Penguin Antics and Krill Chronicles
Nominated by: James Bruce McClintock FN'16
Class of 2021 Location Alabama, USA
Author: Japan Broadcasting Corporation (NHK)

I have a deep commitment to sharing scientific discoveries with the general public as well as the professional community. To me, science is an art form, a way of thinking and doing. I use Antarctica as my medium, a canvas to invite and engage understanding of the process of science. I weave science stories through every image of penguin antics, diving under a six-foot ice ceiling or peering out of a submersible surrounded by krill that is so dense that there appears to be no water. I find no shortage of teachable moments with this cool subject. As a result, difficult scientific topics are often more approachable, like climate change.

My studies elucidated how the Antarctic krill maintains its extraordinarily abundant population in spite of heavy predation. Using high-resolution imaging, I have helped document the distribution, abundance, and life history of a potentially invasive deep-sea king crab. My current research is on the impact of ocean acidification, predicted in the near future.
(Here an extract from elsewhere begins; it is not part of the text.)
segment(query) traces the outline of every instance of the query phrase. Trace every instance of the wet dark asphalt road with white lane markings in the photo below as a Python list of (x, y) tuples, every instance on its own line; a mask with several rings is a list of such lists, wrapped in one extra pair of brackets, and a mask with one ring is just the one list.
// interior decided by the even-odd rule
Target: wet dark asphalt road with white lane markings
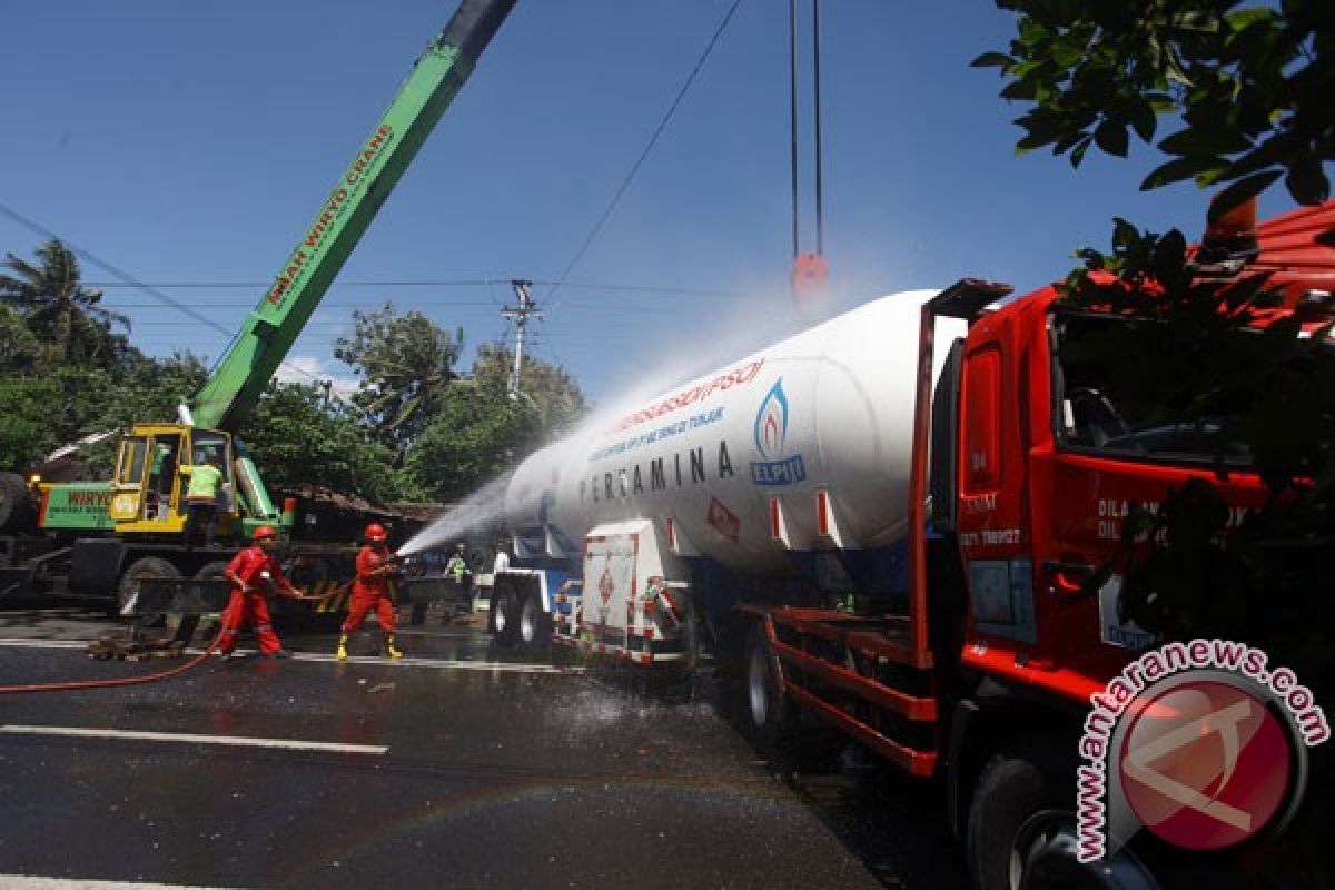
[[(87, 659), (83, 642), (113, 627), (0, 612), (0, 685), (179, 663)], [(400, 640), (403, 662), (338, 663), (332, 634), (287, 632), (287, 662), (211, 659), (162, 683), (0, 697), (0, 883), (964, 883), (939, 791), (893, 774), (776, 775), (708, 673), (643, 689), (563, 651), (498, 651), (466, 624)], [(167, 738), (51, 734), (69, 727)]]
“I use Antarctica as my medium, a canvas to invite and engage understanding of the process of science.”

- Margaret Amsler

Five decades ago, my academic mentor struggled to have her ability and science recognized because of her gender. Ultimately, she broke into the male-dominated environs of Antarctica, shattering the ‘ice ceiling.’ Among other firsts, she was the first female American chief scientist to overwinter in Antarctica. Years later, females in Antarctic science, and science in general, continued to be met with adversity, having their fundamental credibility questioned. My mentor inspired me to persevere and chip away those boundaries. Happily, today women scientists are more likely to be celebrated.